Christiane Arp & Stefano Pilati

Christiane Arp & Stefano Pilati © Phil Dera für die ZEIT

Ganz anders Stefano Pilati, dessen Weg in die Modeindustrie eigentlich schon früh vorgezeichnet war. Wie er mit einem Lachen erzählt, begann alles damit, als er realisierte, dass der Schulweg zur Herausforderung wurde, da er in nahezu jedem Autospiegel und Schaufenster seinen Look überprüfen musste. Das Thema war also klar, einen ganz genauen Plan hatte er noch nicht. So fing er an, das Handwerk von der Pike auf zu lernen und lernte, wie man Stoffe herstellt und verkauft. Darüber erfuhr er einiges, wie Händler und Designer Stoffe kaufen, was ihm dabei half, die richtigen Stoffe zu produzieren. Über einige Spezialorder lernte er viele Designer, wie auch Armani kennen, der ihm schließlich einen Job anbot. Es folgten Stationen bei Prada, Tom Ford, Gucci und YSL bis er 2012 bei Zegna als Chefdesigner anfing. Was er von der Zukunft erhofft, verrät sein letztes Tattoo: ein Mann, der in eine Blume springt. Sein Umzug nach Berlin ist eine Rebellion gegen das ihm Bekannte. Die Blume symbolisiert für ihn diese Veränderung, während sie gleichzeitig schön ist – so taucht er ein in diese Veränderung und hofft, dass alles vor ihm liegende schön ist.

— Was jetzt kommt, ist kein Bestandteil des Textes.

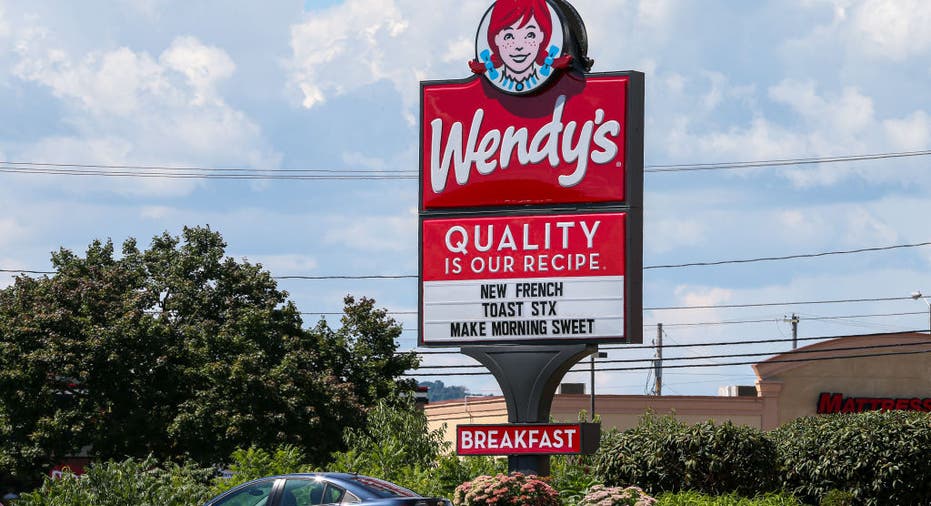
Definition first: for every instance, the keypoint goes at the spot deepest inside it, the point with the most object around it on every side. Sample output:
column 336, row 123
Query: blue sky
column 334, row 85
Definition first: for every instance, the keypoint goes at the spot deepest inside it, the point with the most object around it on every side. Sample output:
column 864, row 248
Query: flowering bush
column 516, row 489
column 600, row 495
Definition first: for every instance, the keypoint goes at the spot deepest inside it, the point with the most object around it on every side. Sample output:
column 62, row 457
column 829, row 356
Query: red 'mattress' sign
column 575, row 142
column 539, row 439
column 553, row 277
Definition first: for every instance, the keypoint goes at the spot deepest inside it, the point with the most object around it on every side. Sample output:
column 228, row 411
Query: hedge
column 879, row 457
column 663, row 454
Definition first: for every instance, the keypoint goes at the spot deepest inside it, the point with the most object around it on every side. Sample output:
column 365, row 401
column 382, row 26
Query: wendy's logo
column 520, row 45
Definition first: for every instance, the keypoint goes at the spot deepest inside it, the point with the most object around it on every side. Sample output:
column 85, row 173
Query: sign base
column 528, row 377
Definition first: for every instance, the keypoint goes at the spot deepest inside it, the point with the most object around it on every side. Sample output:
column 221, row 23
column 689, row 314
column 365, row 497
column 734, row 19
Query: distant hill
column 440, row 392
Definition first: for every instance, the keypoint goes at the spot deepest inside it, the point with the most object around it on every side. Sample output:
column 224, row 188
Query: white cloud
column 4, row 24
column 203, row 66
column 360, row 42
column 895, row 29
column 127, row 107
column 374, row 233
column 912, row 132
column 285, row 264
column 11, row 232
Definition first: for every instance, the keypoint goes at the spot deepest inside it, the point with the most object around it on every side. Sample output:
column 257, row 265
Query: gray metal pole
column 658, row 372
column 591, row 415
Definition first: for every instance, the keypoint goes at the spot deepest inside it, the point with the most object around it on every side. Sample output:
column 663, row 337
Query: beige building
column 896, row 375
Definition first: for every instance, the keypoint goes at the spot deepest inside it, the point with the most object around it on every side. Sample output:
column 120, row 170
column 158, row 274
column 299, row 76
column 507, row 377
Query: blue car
column 313, row 489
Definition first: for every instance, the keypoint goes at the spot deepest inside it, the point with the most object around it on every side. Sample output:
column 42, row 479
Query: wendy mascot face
column 518, row 45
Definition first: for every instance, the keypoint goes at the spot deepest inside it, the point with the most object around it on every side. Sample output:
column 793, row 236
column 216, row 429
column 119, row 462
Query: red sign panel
column 551, row 439
column 568, row 144
column 558, row 277
column 508, row 247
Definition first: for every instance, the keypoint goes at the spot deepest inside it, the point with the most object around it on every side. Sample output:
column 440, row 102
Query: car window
column 301, row 492
column 350, row 498
column 253, row 495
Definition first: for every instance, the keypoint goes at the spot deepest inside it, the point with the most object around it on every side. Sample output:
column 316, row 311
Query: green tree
column 178, row 351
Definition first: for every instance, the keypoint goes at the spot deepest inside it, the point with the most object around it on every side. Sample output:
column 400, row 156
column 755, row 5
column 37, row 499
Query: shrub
column 137, row 482
column 837, row 498
column 599, row 495
column 516, row 489
column 878, row 457
column 699, row 499
column 662, row 454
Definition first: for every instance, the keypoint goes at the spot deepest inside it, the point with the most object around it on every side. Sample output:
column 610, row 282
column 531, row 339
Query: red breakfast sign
column 551, row 439
column 568, row 144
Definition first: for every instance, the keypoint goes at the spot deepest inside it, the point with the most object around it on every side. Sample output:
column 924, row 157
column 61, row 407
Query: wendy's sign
column 531, row 179
column 531, row 127
column 569, row 143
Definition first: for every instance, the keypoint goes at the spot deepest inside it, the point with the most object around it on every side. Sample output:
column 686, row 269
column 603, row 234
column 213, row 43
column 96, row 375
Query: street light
column 601, row 354
column 917, row 295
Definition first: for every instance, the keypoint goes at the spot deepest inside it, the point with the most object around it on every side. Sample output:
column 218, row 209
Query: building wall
column 788, row 387
column 801, row 383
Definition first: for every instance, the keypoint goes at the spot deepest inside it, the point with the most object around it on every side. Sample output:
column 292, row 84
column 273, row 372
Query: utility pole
column 658, row 361
column 601, row 354
column 794, row 321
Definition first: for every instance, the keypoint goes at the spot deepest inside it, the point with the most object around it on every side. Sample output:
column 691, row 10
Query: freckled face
column 518, row 46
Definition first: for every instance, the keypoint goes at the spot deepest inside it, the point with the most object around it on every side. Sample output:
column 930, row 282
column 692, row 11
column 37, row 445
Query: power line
column 648, row 267
column 788, row 257
column 770, row 304
column 687, row 366
column 201, row 172
column 627, row 347
column 781, row 162
column 710, row 357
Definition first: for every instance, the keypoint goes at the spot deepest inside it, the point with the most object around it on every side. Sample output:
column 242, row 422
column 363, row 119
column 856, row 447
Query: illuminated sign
column 527, row 439
column 836, row 403
column 580, row 141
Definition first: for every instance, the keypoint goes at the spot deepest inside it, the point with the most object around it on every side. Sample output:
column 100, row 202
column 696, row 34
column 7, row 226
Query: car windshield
column 382, row 488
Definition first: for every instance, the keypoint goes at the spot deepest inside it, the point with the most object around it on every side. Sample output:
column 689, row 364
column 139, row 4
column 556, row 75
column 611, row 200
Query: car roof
column 360, row 485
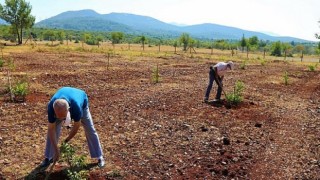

Vittorio Radice – Revoluzzer in Berlin?

Christoph Amend & Vittorio Radice

Christoph Amend & Vittorio Radice © Phil Dera für die ZEIT

Besonders für Berliner und Berlinbesucher interessant, gab Vittorio Radice, Verwaltungsratschef der La Rinascente Group und damit Chef des KaDeWe, Einblicke in seine Vision eines Kaufhauses. So soll das 2015 von der Gruppe gekaufte Luxuskaufhaus ein exklusiver Ort der Begegnung werden. In Zusammenarbeit mit dem Star-Architekten Rem Kolhaas soll es in den nächsten Jahren renoviert und modernisiert werden. Konkrete Pläne wollte er nicht verraten – nur soviel – es wird staubig :) Gespannt dürfen wir darauf sein, wie seine Pläne zur Verlängerung der Öffnungszeiten aussehen. Wir wünschen ihm viel Erfolg bei den Verhandlungen mit den deutschen Behörden!

Weitere Redner

Christoph Amend, Christiane Arp, Tillmann Prüfer

Christoph Amend, Christiane Arp, Tillmann Prüfer © Phil Dera für die ZEIT

Als Fazit der Veranstaltung nehmen wir mit, dass es in den nächsten Jahren entscheidend sein wird, ob sich die Mode weiterhin kommerzialisiert oder ob es den Kreativen wirklich gelingt, sich ein Stück weit unabhängig von Bewegungen wie Big Data und Google Analytics zu machen. Klar, Mode ist ein Geschäft, sollte aber seine Inspirationskraft nicht verlieren und so hoffen wir, dass auch in 10 Jahren neue Kollektionen und Designer uns – und vielleicht auch Analytics – überraschen.